16:229–238PubMedCrossRef 2. Delmas PD (2002) Treatment of postmenopausal osteoporosis. Lancet 359:2018–2026PubMedCrossRef 3. Compston J, Cooper A, Cooper C Cell press et al (2009) Guidelines for the diagnosis and management of osteoporosis in postmenopausal women and men from the age of 50 years in the UK. Maturitas 62:105–108PubMedCrossRef 4. Van Staa TP (2006) The pathogenesis, epidemiology and management of glucocorticoid-induced osteoporosis. Calcif Tissue Int 79:129–137PubMedCrossRef 5. Compston JE (2007) Emerging consensus on prevention and treatment of glucocorticoid-induced osteoporosis. Curr Rheumatol Rep 9:78–84PubMedCrossRef 6. Papaioannou A, Morin S, Cheung A et al (2010) 2010 clinical practice guidelines for the diagnosis and management of osteoporosis in Canada: summary. CMAJ 182:1864–see more 1873PubMedCrossRef 7. McClung MR, Geusens P, Miller PD et al (2001) Effect of risedronate on the risk of hip fracture in elderly women. Hip Intervention Program Study Group. N Engl J Med 344:333–340PubMedCrossRef 8.

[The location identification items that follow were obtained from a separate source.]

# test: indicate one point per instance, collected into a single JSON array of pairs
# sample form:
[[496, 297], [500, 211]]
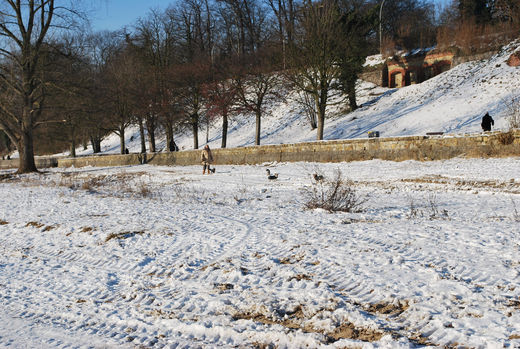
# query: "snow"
[[166, 257], [144, 256]]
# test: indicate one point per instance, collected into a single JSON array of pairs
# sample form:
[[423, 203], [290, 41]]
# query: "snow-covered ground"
[[149, 256]]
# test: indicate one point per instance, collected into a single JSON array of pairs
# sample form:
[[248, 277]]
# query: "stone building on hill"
[[415, 67]]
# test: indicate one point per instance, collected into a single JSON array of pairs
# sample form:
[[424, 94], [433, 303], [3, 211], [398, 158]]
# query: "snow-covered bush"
[[335, 195]]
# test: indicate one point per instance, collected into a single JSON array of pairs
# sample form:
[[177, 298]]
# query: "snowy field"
[[149, 256]]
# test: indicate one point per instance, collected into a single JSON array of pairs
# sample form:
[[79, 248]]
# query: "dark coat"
[[487, 121]]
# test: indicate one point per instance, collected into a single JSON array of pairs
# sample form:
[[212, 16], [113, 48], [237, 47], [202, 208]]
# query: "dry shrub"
[[513, 111], [335, 195], [470, 37], [123, 235], [506, 138]]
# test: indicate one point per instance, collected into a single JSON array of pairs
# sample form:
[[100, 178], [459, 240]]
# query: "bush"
[[335, 195], [513, 111]]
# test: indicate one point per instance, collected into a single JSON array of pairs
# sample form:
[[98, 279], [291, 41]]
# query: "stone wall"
[[422, 148], [41, 162]]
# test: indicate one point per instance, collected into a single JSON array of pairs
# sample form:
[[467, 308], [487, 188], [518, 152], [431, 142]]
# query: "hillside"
[[452, 102]]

6%), the ST-45 CC (10 8%), the ST-48 CC (4 9%) and the ST-677 CC

6%), the ST-45 CC (10.8%), the ST-48 CC (4.9%) and the ST-677 CC (2.9%). Of the 50 STs observed among the isolates, 23 (46%) were novel. Thirty-two isolates (31.4%) had a unique ST, and the

most common STs among the isolates were ST-53 (12.7%), followed by ST-61 (7.8%) and ST-883 (6.9%). CC ST aspA glnA gltA glyA pgm tkt #AZD6244 molecular weight randurls[1|1|,|CHEM1|]# uncA ST-21 CC 21 (3) 2 1 1 3 2 1 5   43 2 1 5 3 4 1 5   50 (4) 2 1 12 3 2 1 5   53 (13) 2 1 21 3 2 1 5   141 2 1 10 3 2 1 5   262 (2) 2 1 1 3 2 1 3   333 (2) 2 1 21 2 2 1 5   451 (4) 2 1 2 3 2 3 5   561 2 1 21 4 2 1 5   761 2 1 1 4 2 1 5   883 (7) 2 17 2 3 2 1 5   1459 2 1 1 2 2 1 5   1823 2 1 177 3 2 1 5   1952 2 1 12 3 1 1 5   2956 2 17 2 2 2 1 5   2957 (2) 2 1 1 3 393 318 5   2958 2 1 12 3 2 20 5   2959 2 1 2 137 2 3 5   2996 (2) 2 1 2 4 2 3 5   3352 2 1 2 2 2 3 5   3788 4 1 6 3 2 1 5   3810 14 4 1 3 19 1 5 ST-22 CC 3892 1 3 6 3 3 3 3 ST-42 CC 42 1 2 3 4 5 9 3 ST-45 CC 45 (3) 4 7 10 4 1 7 1   97 4 7 10 4 1 1 1   230 4 7 41 4 42 7 1   242 (2) 4 7 10 2 1 7 1   1701

4 7 10 4 1 51 1   2663 (2) 4 7 10 3 1 7 1   3357 4 7 10 3 42 51 1 ST-48 CC 475 (3) 2 4 1 4 19 62 5   2955 2 4 1 2 19 62 5   3893 2 4 2 2 7 51 5 ST-61 CC 61 (8) 1 4 2 2 6 3 17   618 (3) 1 4 2 2 6 3 5   820 1 4 2 4 6 3 17   2974 1 4 2 3 2 3 234   3351 (3) 1 4 2 3 6 3 17   3509 1 4 2 4 6 3 38   3894 10 4 2 3 6 3 17 ST-206 CC 3360 2 17 5 4 2 1 5 ST-658 CC 3000 2 4 2 4 19 1 8 ST-677 CC 677 (3) 10 81 50 99 Fosbretabulin in vitro Protein kinase N1 120 76 52 Unassigned 58 19 24 23 20 26 16 15   586 (4) 1 2 42 4 98 58 34   2961 1 17 2 4 2 3 5   2999 2 2 107 4 120 76 1   3354 2 2 42 4 98 58 5   3787 1 4 1 4 19 62 5 Numbers in parentheses after each ST denote the number of isolates.